The Army after 15 years of counterinsurgency wars in the Middle East is proficient at fighting small, low-intensity wars but is ill prepared to counter a near-peer in a high-end conventional conflict, according to a new report by the Atlantic Council.
“We have designed by default, for good reason, an Army that doesn’t do any of those things well today because of what we have been fighting the last 15 years,” said David Barno, co-author of the report “The Future of the Army,” senior fellow for military affairs and national security policy at the Atlantic Council and a retired Army three-star general.
The Army has lost its ability to fight in a high-intensity, high-end conflict against near-peer nations like Russia and China that have similarly advanced equipment and weaponry, Barno said Wednesday during a panel discussion launching the report.

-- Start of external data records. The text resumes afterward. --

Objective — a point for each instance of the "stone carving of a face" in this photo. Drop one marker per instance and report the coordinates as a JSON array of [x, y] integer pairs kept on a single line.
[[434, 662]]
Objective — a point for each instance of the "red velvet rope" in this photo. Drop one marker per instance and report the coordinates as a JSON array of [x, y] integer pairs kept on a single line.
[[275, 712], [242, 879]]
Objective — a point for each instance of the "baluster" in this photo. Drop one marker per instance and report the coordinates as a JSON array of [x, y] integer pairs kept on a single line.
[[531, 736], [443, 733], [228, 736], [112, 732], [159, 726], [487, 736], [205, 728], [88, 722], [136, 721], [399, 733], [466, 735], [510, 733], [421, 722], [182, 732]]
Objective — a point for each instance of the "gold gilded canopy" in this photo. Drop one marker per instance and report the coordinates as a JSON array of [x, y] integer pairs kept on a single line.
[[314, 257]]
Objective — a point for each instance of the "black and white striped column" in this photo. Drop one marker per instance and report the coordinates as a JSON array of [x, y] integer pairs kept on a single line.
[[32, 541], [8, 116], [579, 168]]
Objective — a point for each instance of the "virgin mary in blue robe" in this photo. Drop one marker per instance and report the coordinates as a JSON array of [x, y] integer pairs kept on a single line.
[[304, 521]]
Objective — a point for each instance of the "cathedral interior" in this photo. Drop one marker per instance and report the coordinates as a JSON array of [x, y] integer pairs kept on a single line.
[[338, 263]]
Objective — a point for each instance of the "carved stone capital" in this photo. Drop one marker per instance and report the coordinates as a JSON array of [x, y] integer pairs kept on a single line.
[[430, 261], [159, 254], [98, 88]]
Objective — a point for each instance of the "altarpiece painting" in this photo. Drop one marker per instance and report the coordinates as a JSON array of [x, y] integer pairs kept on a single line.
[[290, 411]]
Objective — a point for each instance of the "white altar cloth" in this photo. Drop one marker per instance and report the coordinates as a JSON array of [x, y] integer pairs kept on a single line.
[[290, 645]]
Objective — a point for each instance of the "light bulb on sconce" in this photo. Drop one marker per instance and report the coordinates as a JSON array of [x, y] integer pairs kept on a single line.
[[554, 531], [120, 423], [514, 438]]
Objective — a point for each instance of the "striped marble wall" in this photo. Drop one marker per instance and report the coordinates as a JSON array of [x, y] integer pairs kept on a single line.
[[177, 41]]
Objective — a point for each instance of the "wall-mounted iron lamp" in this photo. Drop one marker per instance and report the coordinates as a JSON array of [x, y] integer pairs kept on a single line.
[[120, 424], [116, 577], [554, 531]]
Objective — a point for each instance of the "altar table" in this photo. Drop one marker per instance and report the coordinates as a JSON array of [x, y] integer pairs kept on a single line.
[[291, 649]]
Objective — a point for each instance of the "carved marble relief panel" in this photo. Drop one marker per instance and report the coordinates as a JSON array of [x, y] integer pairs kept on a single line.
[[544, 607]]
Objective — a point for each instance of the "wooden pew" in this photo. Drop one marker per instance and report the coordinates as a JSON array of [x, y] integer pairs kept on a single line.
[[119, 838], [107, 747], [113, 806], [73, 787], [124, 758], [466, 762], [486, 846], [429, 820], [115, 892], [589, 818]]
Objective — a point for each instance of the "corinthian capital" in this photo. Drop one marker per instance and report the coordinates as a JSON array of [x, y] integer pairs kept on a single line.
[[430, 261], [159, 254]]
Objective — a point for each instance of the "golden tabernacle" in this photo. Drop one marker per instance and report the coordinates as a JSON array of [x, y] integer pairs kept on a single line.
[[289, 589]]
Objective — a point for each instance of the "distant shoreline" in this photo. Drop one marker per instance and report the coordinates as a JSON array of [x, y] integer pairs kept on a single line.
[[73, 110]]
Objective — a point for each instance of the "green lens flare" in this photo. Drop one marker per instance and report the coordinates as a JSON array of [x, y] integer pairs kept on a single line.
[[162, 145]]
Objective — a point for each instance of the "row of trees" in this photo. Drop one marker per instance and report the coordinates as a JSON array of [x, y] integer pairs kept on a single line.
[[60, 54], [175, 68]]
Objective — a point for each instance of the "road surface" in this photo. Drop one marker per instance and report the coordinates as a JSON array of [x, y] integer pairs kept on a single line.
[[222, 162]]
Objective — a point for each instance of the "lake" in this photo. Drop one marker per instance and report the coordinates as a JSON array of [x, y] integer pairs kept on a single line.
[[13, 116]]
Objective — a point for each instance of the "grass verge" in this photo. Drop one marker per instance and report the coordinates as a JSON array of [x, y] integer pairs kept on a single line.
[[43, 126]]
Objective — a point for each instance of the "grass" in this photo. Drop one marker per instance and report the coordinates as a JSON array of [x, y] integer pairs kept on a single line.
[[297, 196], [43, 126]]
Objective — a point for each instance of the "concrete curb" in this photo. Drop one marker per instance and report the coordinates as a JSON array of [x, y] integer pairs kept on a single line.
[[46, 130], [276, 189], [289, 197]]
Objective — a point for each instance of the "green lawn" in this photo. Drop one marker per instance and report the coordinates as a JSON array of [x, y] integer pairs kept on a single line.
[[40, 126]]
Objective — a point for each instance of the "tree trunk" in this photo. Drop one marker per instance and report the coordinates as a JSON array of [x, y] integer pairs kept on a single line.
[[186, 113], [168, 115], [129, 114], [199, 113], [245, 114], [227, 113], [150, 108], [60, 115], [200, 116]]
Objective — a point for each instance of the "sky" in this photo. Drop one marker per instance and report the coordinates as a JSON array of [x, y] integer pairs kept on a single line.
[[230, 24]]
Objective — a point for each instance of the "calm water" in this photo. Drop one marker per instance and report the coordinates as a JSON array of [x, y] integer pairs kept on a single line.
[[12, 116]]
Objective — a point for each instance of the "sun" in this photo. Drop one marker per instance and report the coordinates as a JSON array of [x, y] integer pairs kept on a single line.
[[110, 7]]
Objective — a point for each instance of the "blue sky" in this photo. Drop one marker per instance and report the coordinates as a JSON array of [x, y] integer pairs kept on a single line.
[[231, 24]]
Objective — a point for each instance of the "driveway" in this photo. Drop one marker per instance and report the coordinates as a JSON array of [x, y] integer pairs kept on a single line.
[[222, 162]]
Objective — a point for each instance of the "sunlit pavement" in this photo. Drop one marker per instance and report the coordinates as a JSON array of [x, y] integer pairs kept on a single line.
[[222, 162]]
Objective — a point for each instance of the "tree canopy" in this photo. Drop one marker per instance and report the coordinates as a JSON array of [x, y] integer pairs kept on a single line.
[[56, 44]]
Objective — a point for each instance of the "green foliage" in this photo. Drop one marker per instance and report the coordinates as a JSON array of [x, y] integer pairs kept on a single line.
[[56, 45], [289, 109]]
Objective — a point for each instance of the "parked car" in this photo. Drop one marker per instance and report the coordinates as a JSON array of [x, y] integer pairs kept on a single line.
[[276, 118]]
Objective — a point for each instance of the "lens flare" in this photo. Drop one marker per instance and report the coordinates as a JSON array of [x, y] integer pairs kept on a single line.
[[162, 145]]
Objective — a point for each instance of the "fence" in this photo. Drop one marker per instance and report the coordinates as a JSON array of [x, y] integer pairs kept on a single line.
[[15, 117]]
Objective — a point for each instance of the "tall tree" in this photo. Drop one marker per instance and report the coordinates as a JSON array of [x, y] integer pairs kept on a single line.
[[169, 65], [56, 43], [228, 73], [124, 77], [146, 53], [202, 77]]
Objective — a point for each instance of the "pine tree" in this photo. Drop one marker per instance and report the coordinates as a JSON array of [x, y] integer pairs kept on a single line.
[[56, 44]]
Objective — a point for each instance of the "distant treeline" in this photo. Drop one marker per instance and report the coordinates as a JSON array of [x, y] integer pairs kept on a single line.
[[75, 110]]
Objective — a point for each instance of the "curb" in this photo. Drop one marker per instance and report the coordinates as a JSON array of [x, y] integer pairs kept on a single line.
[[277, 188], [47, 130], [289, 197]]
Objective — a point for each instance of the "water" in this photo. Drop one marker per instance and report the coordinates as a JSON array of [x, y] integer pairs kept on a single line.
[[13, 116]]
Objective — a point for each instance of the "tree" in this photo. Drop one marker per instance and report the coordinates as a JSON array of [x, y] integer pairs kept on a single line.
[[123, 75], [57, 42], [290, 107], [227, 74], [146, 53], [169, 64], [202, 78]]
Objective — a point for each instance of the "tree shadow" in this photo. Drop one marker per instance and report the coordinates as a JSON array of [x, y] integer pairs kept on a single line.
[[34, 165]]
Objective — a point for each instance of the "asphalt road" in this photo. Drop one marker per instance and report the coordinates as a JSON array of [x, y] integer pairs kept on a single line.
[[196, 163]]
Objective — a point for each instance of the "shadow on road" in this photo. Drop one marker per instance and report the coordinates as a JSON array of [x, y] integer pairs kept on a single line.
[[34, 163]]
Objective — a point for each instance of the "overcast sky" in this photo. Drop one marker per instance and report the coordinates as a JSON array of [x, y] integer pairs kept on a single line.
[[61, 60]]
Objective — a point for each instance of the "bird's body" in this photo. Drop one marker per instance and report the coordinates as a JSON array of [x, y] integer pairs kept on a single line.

“We have small-wars syndrome. We have been fighting small wars since 9/11. We’ve gotten very good at fighting small wars. … We haven’t been on the receiving end of precision weaponry. We haven’t been on the receiving end of drones firing Hellfire missiles. We haven’t had to take on big rocket attacks and dig in under cover to survive like we did in the Cold War. A lot of the Cold War skills we have lost.”
Nora Bensahel, senior fellow for military affairs and national security policy at the Atlantic Council and a report co-author, says the Army is very adaptable at the tactical level and is combat hardened from the past decade and a half of war.
“I’m not sure that adaptability is true at the organizational or at the strategic level, but certainly at the tactical level,” she said.
Army has done a good job preparing for the type of low-intensity “perpetual war” that it finds itself in today and likely will be involved in for the foreseeable future, Bensahel said. The Army needs to beef up its armor capability and capacity while investing in technologies to counter emerging threats like swarming drones and precision long-range indirect fire, she said. It also should develop a plan to inventory surplus equipment and weaponry, she added.
“We need to improve our armored capabilities,” Bensahel said. “The force has gotten very light, which was an appropriate response to the wars that we have been in but we don’t have enough armored BCTs. … If you need to regrow the force fast, it would be a good idea to have a really solid plan of what equipment is mothballed and plans for how you would bring it up to speed quickly.”
The report makes detailed recommendations on how to prepare the Army for future high-end conflicts, many of which jibe with recommendations from the report cobbled together by the National Commission on the Future of the Army after a year of study.
They include accelerating the development of air mobility with operational reach, building mobile-protected firepower (MPF) and a new infantry combat carrier, developing a mobile-protected “umbrella” air defense system and advanced protection systems and investment in counter-drone systems.
Recommendations for out-year planning beyond 2025 include greater experimentation by operational units, increased virtual reality training, integration of battlefield robotics and artificial intelligence and investment in new technologies for power and munitions.
Brad Carson, former undersecretary of defense for personnel and readiness, said the Army’s biggest challenge will be to secure funding for the reorganization and modernization that it needs for a future all-out war with a near-peer adversary.
The Army has struggled over the past five years or so, as it has drawn down from Iraq and Afghanistan, to articulate its role in a future national security strategy that emphasizes the Asia-Pacific region, littoral combat and long-range precision munitions, he said.
“What’s the role of the Army in this? The Army has had a hard time answering that,” Carson said. “The Navy and the Air Force can quickly give some answers to that question and therefore they had a compelling narrative to justify their budgets. That’s what the Army needs to do a bit better on.”
“Modernization funds are always the first cut when the Department of Defense suffers from topline decreases and the Army especially since they are less reliant on expensive kit than the other services are.”